Saturday, March 31, 2018

"Let no one say we have not been warned" - George Walden writes

My attention was drawn by a tweet from Nick Cohen to an excellent article in "Standpoint" by George Walden, called

"Presidents for life Putin and Xi menace the West."

Nick summarised the article as explaining that, whether we like it or not and whether we chose this situation or not, we are in a new cold war and anyone under 50 should read this article if they want to understand the problem we in the West now face.

Actually, in my humble opinion, I think anyone aged over or under 50 who wants to think about how we deal with Russia and China would be well advised to read it.

As George Walden points out, Britain and our allies need to recognise that we are dealing with Russian and Chinese leaders who are consciously trying to create what they see as the sources of Russian and Chinese strength during the Cold War era.

Quoting a triumphalist attack on democracy which predicted that the future belongs to authoritarian cultures rather than the ballot box, Walden argues that nobody should say we have not been warned about what the West is facing.

He responds to those - and there are far too many of them on both the right and the left of British politics - who are far too ready to blame our own side and exonerate Russia for bad relations as follows:

How did we stumble into a world that sometimes appears more unstable than in Cold War days?

Historians and commentators who tell you that it’s our own fault are two a penny, with their allegations of Western incompetence, greed, insensitivity and plain stupidity.

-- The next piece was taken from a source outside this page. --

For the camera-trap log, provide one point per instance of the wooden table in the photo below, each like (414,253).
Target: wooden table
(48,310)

There was never any lack of that, and there was always an element of hubris in the triumphalism of the Cold War winners.

Of course there were mistakes. Yet it would be another one to indulge in an orgy of puritanical self-reproach. As accusations of alienating Moscow or Beijing needlessly fly around, we should be careful whom we listen to. Not a few of the people who chastise the West for throwing away their victory are the same ones who found an exonerating word for Mao Zedong or the brutalities of the Soviet regime, frequently under the disguise of moral equivalence.

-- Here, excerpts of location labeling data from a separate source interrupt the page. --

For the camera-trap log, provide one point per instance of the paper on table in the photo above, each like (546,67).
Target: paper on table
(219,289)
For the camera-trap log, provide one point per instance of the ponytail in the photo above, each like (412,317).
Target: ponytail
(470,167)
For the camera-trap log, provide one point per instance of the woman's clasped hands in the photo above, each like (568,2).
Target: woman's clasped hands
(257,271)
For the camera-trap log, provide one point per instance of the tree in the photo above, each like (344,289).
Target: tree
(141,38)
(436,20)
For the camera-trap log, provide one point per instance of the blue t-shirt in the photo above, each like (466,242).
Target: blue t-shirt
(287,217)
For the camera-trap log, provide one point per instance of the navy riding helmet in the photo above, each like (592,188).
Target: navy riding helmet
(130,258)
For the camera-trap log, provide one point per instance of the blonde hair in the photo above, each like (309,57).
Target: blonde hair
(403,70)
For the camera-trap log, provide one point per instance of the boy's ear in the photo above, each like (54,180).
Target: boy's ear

It wasn’t true then and it isn’t true now: the West and the Soviet Union were never equally wicked, nor is the West as guilty as Russia for the new tensions. We underestimated the post-Cold War neurosis the Russians experienced as their empire disappeared around them and their country shrank, and we behaved clumsily over Nato, but that is far from explaining aggressive Russian behaviour today.

When you look at the cynicism, mendacity, corruption and official contempt for human rights characteristic of today’s Russia, don’t be surprised. The kleptocracy run for the benefit of its politicians, oligarchs and secret policemen has its antecedents, as does the absence of an effective liberal opposition: look at the historic failure of the anti-Bolshevik politicians in the October revolution.

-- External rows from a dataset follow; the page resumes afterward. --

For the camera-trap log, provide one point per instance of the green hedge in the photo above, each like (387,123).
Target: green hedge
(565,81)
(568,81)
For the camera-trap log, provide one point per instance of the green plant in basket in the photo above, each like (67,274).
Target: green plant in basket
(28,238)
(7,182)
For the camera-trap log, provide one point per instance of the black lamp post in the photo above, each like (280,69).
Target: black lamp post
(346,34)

And as Putin casts about for foreign fall guys for his country’s domestic failings, political or economic, don’t be surprised either. Soviet Russia did the same. You can argue that Western miscalculations since the Wall went down have helped to bring out the worst in the Russian psyche, but you cannot contend that the worst was not already present. And by 'worst', in essence I mean its chronic subservience to power, the strongman syndrome, and its chronic intelligence sickness.

After analysing the policies both Russia and China are following, and the reasons why, Walden argues for great caution towards each, and concludes as follows:

"On policy towards Putin’s Russia, the truth is that the Cold War is pretty much back and we are going to have to soldier on where we left off. If Putin is determined to drag his country back to the 1980s he will drag us back with him. While he and his circle are in power no one will be able to say, as Mrs Thatcher said of Gorbachev, that here was someone with whom she could do business. Doing business means having a degree of mutual trust and respect, and someone with an unreconstructed KGB mindset deserves neither. And if we pretend that Putin can be a reliable partner the day change might finally arrive will be further delayed.

"Soldiering on is not a recipe for mutual isolation. Now as then we must continue to engage with Moscow on all fronts — diplomacy, trade, contacts, culture — though without the slightest delusion. For all its outward changes, in essence our adversary — there is no other word — is the same country as before. Somewhat richer, somewhat freer, but a country whose people remain ultimately in thrall to a corrupt, repressive power. History shows that internal change only comes when Russia has exhausted the alternatives. If there is any scope for optimism, it is there.

"What I see now, in both Russia and China, is the threat of nationalistic self-assertion against a fracturing West. And the worst way to counter that is for the West to indulge in new forms of nationalism itself. The effect can only be to weaken solidarity, as we are discovering."